El chileno se desenvolvió, en los tres meses que duró su azarosa estadía, entre la amistad de los intelectuales autóctonos y el menosprecio de los estamentos del poder.
Era la época en la que las relaciones de los escritores con el Gobierno se meneaban sazonadas con una serie de dramáticos quiebres, que finalmente terminaron con el encarcelamiento del líder visible de los intelectuales cubanos, Heberto Padilla, que se vio obligado a inculparse públicamente, a través de una famosa autocrítica, de imaginarios delitos (actividades subversivas) en contra de la Revolución, después de la salida definitiva de Edwards de Cuba.
Éste es, sin duda, uno de los negros capítulos que retrata la perversa relación entre los escritores y los gobiernos autocráticos.
Se trata, en todo caso, de una antigua polémica cuyo hito más importante se dio en la Argentina, en la década del 20 del siglo pasado, cuando se enfrentaron dos grupos literarios antagónicos: Boedo y Florida. Los de Boedo eran de izquierda, con una visión social del arte. En cambio, el grupo de Florida era más elitista y apuntaba hacia las formas y la estética. Feinmann dice: Boedo quería un mundo mejor. Florida ya lo tenía. Esa misma polémica, enriquecida por nuevos ingredientes, se trasladó a otros escenarios e hizo eclosión en la Cuba de principios de los 70. El régimen buscaba una comparsa de intelectuales que cantaran loas a la Revolución y que aceptaran el diktat del apparat.
En mala hora llegó Edwards a La Habana, justo cuando negros nubarrones presagiaban tormenta, y él, sin previo aviso, escritor e intelectual, se vio involucrado de entrada entre los réprobos del sistema y fue cuestionado y perseguido y espulgado y diseccionado.

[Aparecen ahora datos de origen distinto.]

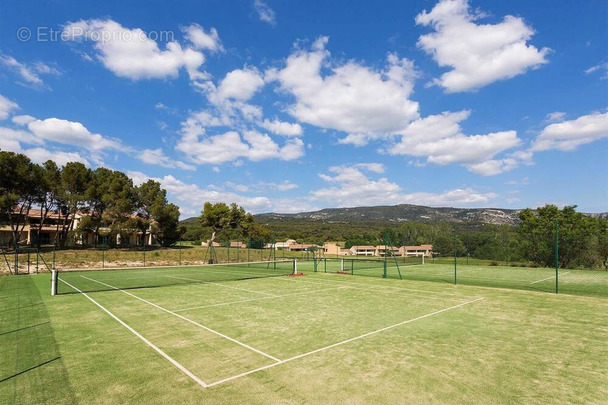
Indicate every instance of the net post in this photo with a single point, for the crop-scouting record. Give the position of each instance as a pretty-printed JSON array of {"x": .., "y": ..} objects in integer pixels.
[
  {"x": 455, "y": 252},
  {"x": 54, "y": 282},
  {"x": 556, "y": 257}
]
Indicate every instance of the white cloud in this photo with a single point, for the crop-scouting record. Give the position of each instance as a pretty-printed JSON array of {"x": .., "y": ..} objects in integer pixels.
[
  {"x": 192, "y": 197},
  {"x": 23, "y": 119},
  {"x": 72, "y": 133},
  {"x": 6, "y": 107},
  {"x": 602, "y": 67},
  {"x": 439, "y": 138},
  {"x": 15, "y": 137},
  {"x": 240, "y": 84},
  {"x": 555, "y": 116},
  {"x": 282, "y": 128},
  {"x": 132, "y": 54},
  {"x": 352, "y": 188},
  {"x": 265, "y": 13},
  {"x": 372, "y": 167},
  {"x": 354, "y": 139},
  {"x": 352, "y": 98},
  {"x": 230, "y": 146},
  {"x": 157, "y": 157},
  {"x": 203, "y": 40},
  {"x": 29, "y": 73},
  {"x": 479, "y": 54},
  {"x": 41, "y": 155},
  {"x": 569, "y": 135}
]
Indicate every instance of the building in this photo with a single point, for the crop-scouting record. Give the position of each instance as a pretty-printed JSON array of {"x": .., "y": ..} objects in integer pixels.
[
  {"x": 381, "y": 251},
  {"x": 238, "y": 245},
  {"x": 333, "y": 249},
  {"x": 33, "y": 229},
  {"x": 48, "y": 231},
  {"x": 422, "y": 250},
  {"x": 280, "y": 245},
  {"x": 298, "y": 247},
  {"x": 363, "y": 250}
]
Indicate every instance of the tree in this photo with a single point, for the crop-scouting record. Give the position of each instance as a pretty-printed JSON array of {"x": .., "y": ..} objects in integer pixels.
[
  {"x": 75, "y": 180},
  {"x": 537, "y": 233},
  {"x": 19, "y": 186},
  {"x": 155, "y": 212},
  {"x": 232, "y": 221},
  {"x": 47, "y": 197},
  {"x": 602, "y": 241}
]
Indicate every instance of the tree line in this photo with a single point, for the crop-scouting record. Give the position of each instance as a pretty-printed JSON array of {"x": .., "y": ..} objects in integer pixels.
[
  {"x": 111, "y": 205},
  {"x": 582, "y": 239}
]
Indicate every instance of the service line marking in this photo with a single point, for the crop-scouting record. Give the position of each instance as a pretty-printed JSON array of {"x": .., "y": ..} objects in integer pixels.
[
  {"x": 146, "y": 341},
  {"x": 548, "y": 278},
  {"x": 341, "y": 343},
  {"x": 188, "y": 320},
  {"x": 220, "y": 284},
  {"x": 258, "y": 299}
]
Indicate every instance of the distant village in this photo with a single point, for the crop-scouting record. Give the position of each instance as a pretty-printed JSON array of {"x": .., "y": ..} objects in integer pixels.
[{"x": 335, "y": 248}]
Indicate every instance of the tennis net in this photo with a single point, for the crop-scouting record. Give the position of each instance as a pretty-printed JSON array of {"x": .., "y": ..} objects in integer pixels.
[{"x": 74, "y": 281}]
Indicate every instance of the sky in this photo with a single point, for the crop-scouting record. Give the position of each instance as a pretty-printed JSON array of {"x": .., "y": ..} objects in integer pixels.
[{"x": 285, "y": 106}]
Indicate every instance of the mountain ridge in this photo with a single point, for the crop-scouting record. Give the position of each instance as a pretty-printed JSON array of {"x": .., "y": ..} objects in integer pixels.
[{"x": 404, "y": 213}]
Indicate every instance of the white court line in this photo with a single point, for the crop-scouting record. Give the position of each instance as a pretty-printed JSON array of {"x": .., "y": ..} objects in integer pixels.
[
  {"x": 221, "y": 285},
  {"x": 189, "y": 320},
  {"x": 340, "y": 343},
  {"x": 549, "y": 278},
  {"x": 336, "y": 275},
  {"x": 146, "y": 341},
  {"x": 257, "y": 299},
  {"x": 367, "y": 287}
]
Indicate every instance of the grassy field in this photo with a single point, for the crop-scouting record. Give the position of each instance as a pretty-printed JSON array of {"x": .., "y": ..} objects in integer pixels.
[
  {"x": 134, "y": 257},
  {"x": 321, "y": 338},
  {"x": 570, "y": 281}
]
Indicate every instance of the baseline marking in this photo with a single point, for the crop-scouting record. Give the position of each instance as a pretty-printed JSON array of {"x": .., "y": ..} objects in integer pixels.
[
  {"x": 548, "y": 278},
  {"x": 146, "y": 341},
  {"x": 188, "y": 320},
  {"x": 220, "y": 284},
  {"x": 257, "y": 299},
  {"x": 328, "y": 274},
  {"x": 368, "y": 288},
  {"x": 340, "y": 343}
]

En esas condiciones tuvo una anodina actuación diplomática, tildado como agente de la CIA, contrarrevolucionario, y algunos otros calificativos nada sacros, pero sus vivencias le permitieron luego escribir unas sabrosas memorias que develan hastío, asco, repugnancia contra el régimen y sus mecanismos y herramientas.
Con una coincidencia que da espanto, el sábado pasado, el presidente Morales, en la inauguración de la biblioteca en Orinoca, ha regalado una serie de libros referidos a su persona, entre ellos Ciudadano X, del uruguayo Emilio Martínez, que hace una apreciación crítica a todo el proceso que estamos viviendo, al que, sin dudar, Morales calificó como “un agente del imperialismo norteamericano”, en cambio ha ponderado la obra del argentino Martín Sivak, Jefazo, cuyo mérito consiste en mostrar a un presidente enamorado del fútbol, tanto en su versión práctica como televisiva, sin que medie ningún obstáculo, cualquiera que fuera. Esperemos que no nos estemos deslizando por una etapa tortuosa del proceso de cambio, en la que los escritores se conviertan en palabra prohibida.